It’s one of the strangest interviews B&T has ever read, Miami News Time’s interview with Mr Boombastic aka Shaggy has shared his strategy for defeating ISIS.
The answer is apparently weed and Bob Marley music, so ISIS is a fifteen year old boy discovering reggae for the first time. Here’s an excerpt from the amazing interview:
One of your most recent singles is subtly named “Go Fuck Yourself.” Is there anyone you want to tell to go fuck themselves?
Shaggy: ISIS can go fuck themselves. That’s some crazy shit what they’re doing. It’s horrible, man. I can’t see… I don’t get that much hate. I just don’t get that level of evil. I can’t understand it.
You might need one after these ISIS comments.
Yeah, man, but listen. I get someone having a cause. I get somebody fighting for their cause. And I get that people struggle; I get that they suffer. But how does that justify killing your brother? Taking their heads off and filming it… That’s a different level of evil right there.
Extreme Islam discourages and even bans music. Since music alters moods, maybe the lack of music affects ISIS militants?

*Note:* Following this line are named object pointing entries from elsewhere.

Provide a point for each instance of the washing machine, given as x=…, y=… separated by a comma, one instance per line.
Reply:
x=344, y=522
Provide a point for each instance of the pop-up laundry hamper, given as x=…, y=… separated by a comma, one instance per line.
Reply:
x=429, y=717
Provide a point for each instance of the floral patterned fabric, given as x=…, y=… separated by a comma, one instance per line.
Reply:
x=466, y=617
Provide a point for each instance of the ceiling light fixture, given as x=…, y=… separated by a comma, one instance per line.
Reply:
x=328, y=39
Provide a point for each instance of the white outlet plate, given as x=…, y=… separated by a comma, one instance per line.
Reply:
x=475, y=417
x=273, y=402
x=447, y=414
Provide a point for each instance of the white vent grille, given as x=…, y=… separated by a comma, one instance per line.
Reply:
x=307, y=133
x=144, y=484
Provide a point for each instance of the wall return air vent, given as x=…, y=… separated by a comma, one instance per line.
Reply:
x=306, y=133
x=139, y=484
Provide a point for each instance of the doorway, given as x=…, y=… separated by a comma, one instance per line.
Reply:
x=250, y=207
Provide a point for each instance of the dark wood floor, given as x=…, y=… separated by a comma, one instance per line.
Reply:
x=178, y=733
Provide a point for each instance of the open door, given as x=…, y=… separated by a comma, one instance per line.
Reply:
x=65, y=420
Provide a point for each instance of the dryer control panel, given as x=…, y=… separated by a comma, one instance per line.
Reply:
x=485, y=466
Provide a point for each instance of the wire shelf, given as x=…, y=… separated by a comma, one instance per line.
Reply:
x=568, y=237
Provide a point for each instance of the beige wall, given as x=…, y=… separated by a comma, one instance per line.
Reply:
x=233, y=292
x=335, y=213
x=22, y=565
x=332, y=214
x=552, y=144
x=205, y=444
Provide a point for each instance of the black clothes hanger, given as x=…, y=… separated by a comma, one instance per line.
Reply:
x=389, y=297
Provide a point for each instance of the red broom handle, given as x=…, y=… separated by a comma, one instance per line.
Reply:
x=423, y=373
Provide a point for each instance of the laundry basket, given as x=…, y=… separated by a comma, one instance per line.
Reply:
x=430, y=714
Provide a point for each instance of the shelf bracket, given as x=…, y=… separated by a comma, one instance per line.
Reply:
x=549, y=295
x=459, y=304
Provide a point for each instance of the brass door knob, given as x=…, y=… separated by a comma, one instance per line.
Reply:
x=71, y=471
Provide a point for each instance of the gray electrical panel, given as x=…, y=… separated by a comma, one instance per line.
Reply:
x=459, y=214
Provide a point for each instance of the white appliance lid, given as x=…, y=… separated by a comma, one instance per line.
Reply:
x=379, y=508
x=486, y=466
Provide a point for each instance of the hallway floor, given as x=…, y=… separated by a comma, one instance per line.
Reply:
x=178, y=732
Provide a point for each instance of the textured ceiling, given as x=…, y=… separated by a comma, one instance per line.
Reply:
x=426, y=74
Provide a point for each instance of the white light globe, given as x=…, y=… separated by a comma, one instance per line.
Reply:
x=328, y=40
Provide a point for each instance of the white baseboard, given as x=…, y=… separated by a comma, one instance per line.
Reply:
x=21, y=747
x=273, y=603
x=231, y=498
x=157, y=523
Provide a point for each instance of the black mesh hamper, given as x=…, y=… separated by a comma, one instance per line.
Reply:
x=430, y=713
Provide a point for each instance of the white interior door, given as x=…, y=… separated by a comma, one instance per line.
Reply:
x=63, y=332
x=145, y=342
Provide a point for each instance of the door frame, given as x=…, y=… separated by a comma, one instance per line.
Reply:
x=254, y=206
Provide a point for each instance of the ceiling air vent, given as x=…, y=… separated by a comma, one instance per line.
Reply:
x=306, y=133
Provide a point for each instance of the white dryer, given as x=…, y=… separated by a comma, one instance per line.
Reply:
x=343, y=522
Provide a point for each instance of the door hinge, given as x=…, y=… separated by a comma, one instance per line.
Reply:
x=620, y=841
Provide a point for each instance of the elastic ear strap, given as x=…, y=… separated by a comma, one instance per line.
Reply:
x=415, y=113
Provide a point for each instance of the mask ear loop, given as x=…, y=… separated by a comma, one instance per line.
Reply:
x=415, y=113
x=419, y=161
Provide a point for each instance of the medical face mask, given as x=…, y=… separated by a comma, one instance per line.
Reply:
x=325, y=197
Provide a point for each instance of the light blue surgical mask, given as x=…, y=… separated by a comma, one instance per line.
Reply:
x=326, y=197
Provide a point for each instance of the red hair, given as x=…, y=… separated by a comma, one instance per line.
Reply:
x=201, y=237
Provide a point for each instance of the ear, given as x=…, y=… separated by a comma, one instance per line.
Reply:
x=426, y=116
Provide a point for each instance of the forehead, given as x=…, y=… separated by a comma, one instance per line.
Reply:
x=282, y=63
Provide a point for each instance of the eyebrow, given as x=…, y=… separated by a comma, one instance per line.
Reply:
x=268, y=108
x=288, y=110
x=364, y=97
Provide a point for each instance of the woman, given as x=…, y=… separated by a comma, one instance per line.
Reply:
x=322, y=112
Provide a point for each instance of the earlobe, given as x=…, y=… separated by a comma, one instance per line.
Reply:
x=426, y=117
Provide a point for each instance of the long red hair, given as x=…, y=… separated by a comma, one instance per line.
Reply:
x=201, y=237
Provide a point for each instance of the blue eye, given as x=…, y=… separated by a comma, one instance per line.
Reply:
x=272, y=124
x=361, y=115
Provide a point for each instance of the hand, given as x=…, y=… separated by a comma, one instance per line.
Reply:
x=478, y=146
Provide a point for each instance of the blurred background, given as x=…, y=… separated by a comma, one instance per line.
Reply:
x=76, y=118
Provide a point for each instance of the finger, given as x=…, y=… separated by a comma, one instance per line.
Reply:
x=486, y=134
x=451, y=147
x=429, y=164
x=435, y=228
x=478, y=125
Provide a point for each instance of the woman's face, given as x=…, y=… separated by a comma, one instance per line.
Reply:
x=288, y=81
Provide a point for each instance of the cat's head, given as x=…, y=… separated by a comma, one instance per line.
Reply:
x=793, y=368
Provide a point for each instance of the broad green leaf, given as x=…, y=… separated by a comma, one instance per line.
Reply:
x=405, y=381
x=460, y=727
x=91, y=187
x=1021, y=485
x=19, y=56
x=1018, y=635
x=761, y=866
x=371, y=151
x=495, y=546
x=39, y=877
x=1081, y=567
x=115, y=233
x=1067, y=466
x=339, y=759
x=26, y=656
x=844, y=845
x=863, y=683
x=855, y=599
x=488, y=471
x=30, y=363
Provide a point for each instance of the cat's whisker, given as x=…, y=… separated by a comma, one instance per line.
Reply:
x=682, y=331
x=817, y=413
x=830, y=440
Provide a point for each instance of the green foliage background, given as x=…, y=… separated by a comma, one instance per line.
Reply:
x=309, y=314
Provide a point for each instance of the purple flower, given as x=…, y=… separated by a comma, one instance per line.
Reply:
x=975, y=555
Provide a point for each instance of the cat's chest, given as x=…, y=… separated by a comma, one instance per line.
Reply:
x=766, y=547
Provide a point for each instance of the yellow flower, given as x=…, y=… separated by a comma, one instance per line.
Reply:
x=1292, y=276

If you’re able to cut a man’s head off, you’re sick. But right, music evokes emotion. So if they’re listening to Shaggy music or reggae music, they’re not going to want to cut somebody’s head off.
There’re two thing you want to do when you listen to reggae: You get somebody pregnant, or you’re fucking high. High people don’t want to kill nothing; they want to love. They need to bag some Jamaican weed and distribute it amongst ISIS. I guarantee there won’t be any more wars out there.
A couple of kilos is all they need then…
Man, it’ll put them in a vibe. And throw some Bob Marley up in there and there’ll be peace.
Some of these world leaders need to be stoners though, really.
There you go world leaders. Problem solved. Shaggy out.